Convert Email Body from HTML format to Text

Posted On December 27, 2019 by Triasha Jalui Posted in

Introduction:

We had a requirement , wherein when an Email is received a Case will be created in CRM and the body of the email will be set the description of the case.
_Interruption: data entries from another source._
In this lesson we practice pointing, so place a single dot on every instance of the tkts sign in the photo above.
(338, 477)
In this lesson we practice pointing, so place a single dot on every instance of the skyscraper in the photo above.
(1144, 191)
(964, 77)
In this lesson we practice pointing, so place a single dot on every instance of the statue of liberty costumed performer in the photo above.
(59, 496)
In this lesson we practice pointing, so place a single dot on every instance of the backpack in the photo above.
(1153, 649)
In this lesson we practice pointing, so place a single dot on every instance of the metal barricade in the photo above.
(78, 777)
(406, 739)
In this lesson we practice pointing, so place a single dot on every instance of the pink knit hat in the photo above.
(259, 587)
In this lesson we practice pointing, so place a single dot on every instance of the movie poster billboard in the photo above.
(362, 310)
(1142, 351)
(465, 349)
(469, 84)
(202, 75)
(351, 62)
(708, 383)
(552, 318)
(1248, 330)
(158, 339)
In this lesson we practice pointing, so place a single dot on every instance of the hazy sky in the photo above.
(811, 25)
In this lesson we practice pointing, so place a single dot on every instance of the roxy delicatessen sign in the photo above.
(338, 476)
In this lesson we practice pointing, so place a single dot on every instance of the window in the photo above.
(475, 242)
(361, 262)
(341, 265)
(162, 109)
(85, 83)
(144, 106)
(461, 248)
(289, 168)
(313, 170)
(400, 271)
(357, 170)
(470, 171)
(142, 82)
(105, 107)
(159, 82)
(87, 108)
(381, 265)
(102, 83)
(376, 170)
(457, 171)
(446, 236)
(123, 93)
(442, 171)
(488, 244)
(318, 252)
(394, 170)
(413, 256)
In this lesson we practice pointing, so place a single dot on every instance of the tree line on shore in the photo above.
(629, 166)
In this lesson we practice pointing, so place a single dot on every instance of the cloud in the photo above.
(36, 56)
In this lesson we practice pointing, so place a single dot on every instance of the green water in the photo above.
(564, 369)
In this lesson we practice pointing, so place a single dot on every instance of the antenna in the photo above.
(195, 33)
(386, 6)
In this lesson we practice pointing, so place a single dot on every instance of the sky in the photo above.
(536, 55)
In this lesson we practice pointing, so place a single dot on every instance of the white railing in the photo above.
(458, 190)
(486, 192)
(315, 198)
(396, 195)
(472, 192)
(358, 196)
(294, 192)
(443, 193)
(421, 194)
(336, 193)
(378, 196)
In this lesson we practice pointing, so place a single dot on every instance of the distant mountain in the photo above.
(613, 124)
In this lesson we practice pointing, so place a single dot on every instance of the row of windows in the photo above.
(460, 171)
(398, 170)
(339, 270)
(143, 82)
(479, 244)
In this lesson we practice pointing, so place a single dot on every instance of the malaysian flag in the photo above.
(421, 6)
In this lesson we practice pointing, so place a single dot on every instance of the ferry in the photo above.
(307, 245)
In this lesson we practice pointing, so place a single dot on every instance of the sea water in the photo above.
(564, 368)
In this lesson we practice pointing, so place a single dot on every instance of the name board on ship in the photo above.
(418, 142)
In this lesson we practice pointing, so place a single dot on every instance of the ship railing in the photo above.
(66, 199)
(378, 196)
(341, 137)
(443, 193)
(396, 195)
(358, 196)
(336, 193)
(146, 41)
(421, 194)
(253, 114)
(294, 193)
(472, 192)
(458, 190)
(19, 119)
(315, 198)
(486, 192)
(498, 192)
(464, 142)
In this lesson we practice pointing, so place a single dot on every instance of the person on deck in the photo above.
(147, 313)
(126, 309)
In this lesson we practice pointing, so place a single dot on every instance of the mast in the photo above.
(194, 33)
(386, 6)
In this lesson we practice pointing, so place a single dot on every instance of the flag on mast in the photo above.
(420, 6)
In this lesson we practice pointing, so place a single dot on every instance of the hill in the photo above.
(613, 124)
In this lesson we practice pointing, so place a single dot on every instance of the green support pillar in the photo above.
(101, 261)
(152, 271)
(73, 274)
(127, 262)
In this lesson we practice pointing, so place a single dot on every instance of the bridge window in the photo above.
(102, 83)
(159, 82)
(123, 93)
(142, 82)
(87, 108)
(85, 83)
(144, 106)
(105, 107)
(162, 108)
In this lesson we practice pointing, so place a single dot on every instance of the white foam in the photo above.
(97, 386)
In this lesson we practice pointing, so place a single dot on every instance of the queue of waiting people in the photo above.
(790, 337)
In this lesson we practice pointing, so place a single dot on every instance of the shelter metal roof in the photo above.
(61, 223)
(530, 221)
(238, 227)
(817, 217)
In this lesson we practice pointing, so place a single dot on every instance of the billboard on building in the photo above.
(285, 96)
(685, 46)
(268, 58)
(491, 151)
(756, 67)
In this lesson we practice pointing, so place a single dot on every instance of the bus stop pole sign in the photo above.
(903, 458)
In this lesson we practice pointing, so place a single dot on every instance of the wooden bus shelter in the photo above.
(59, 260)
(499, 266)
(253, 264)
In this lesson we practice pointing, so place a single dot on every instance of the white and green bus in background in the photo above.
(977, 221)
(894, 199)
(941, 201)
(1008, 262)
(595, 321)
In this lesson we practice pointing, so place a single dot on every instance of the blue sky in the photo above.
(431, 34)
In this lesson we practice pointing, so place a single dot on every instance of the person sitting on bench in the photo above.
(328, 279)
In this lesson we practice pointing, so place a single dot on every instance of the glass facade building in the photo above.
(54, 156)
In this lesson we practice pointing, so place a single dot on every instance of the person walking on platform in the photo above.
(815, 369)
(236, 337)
However we faced a problem because the Email body was in HTML format so we have to convert it and set it as the description.

Solution:

We have to write a plugin in which just take the HTML part of the email and eliminate every HTML tags so that we can get the Text part of the body.

Steps:

Register the plugin in PostOperation PipeLine Stage and in Asynchronous Mode.
First, get the body of Email in a String variable and call the function.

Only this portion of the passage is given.